Alliteration Everywhere

Once you start thinking about alliteration, you can find it everywhere. It makes me wonder whether there is some “deep structure” in the human mind that tends to arrange language in alliterative patterns.
It isn’t only Old English, or English, of course, that makes use of alliteration. The Hebrew Bible is full of it. Consider the 119th Psalm, for just one of many instances, in which each set of eight verses begins with the same letter and the psalm works through the whole Hebrew alphabet. Or think of phrases like “Shaalu shalom Yerushalaim” (Psalm 122:6) with its wonderful “sh” and “l” alliterations. I’m always amused at the way the Book of Common Prayer translates the smooth Hebrew sounds into English plosives: “Pray for the peace of Jerusalem”!
My very limited knowledge of Latin, Spanish, Greek. and Japanese, isn’t sufficient to know whether such patterns can be found in them. Does someone out there have insights about alliteration in other languages? I’d be curious to know.
All this is occasioned by my noticing last Sunday how the first reading (Acts 9:1-6) tended to alliterate on the letter “p.” These phrases occurred:
“power or piety”
“presence of Pilate”
“perfect health in the presence of all of you”
There was also alliterations on “s,” “w,” nd “n.”
“Messiah would suffer”
“we are witnesses”
“and now, friends, I know”
and a vowel alliteration:
“acted in ignorance”
Can seven such alliterations in seven verses be coincidence?
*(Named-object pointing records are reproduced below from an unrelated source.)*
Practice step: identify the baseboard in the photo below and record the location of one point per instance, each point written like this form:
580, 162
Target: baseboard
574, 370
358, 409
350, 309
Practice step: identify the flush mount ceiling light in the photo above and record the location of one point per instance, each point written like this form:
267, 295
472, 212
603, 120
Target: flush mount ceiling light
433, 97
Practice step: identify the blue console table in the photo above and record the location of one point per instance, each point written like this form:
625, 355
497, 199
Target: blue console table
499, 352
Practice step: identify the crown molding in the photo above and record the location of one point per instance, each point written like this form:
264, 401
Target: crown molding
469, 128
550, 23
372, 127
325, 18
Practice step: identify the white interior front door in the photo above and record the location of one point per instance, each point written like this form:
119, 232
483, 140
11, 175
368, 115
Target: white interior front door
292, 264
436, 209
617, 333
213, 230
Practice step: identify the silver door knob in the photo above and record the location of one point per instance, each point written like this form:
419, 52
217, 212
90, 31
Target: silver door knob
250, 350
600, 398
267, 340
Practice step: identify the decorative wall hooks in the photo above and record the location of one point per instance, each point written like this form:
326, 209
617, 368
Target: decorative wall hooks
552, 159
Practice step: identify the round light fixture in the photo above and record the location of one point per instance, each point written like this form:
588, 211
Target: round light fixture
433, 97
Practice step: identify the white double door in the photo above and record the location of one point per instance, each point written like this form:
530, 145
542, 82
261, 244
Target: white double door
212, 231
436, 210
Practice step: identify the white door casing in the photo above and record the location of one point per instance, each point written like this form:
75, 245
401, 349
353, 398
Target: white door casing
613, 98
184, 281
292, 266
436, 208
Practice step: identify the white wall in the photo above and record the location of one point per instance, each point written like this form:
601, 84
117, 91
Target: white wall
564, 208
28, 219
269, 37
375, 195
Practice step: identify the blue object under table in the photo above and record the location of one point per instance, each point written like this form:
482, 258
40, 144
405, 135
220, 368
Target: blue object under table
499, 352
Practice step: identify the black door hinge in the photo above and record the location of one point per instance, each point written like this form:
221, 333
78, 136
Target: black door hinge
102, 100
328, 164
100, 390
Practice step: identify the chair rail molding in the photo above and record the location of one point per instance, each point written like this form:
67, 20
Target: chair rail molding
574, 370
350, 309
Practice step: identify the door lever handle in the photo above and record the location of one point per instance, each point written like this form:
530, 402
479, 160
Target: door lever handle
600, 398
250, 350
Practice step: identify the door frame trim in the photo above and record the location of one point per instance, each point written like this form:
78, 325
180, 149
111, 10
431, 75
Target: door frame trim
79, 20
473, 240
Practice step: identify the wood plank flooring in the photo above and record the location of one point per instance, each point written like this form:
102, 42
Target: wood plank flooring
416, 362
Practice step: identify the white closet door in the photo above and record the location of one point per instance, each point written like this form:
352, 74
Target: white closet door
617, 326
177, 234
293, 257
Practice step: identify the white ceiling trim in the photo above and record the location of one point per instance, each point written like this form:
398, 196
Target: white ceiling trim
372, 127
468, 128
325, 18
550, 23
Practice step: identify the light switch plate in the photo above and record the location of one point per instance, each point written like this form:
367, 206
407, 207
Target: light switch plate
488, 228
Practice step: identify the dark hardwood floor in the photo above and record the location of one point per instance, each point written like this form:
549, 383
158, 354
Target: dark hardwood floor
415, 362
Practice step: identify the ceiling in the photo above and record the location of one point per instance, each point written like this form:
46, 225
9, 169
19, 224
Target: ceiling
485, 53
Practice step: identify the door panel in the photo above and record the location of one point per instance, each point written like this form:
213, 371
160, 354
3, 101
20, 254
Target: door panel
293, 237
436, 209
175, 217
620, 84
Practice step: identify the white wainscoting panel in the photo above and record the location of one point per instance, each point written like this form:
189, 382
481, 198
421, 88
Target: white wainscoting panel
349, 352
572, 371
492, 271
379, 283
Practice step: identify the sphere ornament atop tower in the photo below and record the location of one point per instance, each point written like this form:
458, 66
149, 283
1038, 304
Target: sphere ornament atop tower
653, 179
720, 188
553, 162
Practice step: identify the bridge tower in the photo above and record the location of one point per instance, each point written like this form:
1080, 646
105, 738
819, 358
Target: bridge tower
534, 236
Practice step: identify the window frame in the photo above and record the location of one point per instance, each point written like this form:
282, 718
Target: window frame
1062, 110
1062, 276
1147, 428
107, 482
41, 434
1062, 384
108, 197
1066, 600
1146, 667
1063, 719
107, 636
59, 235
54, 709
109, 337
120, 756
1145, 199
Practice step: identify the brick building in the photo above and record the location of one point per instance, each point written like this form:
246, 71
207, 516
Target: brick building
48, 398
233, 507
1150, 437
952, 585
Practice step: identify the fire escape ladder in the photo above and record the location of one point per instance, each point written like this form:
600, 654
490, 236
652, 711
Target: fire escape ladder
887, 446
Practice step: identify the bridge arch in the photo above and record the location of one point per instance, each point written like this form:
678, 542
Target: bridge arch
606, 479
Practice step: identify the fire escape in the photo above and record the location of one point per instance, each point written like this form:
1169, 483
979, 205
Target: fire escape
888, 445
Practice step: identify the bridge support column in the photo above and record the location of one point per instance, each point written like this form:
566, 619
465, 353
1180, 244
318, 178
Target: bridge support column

Or is it likelier that the mind, looking for a word, looks first in the set that begins with the same letter as the last significant stressed word?
Looking back over what I have written, I notice “seven such alliterations in seven verses” and “likelier that the mind, looking for a word, looks . . .”
So is this coincidence, or do we need a full-scale investigation of this further evidence of “deep structures”? But enough for now. Let the language specialists respond!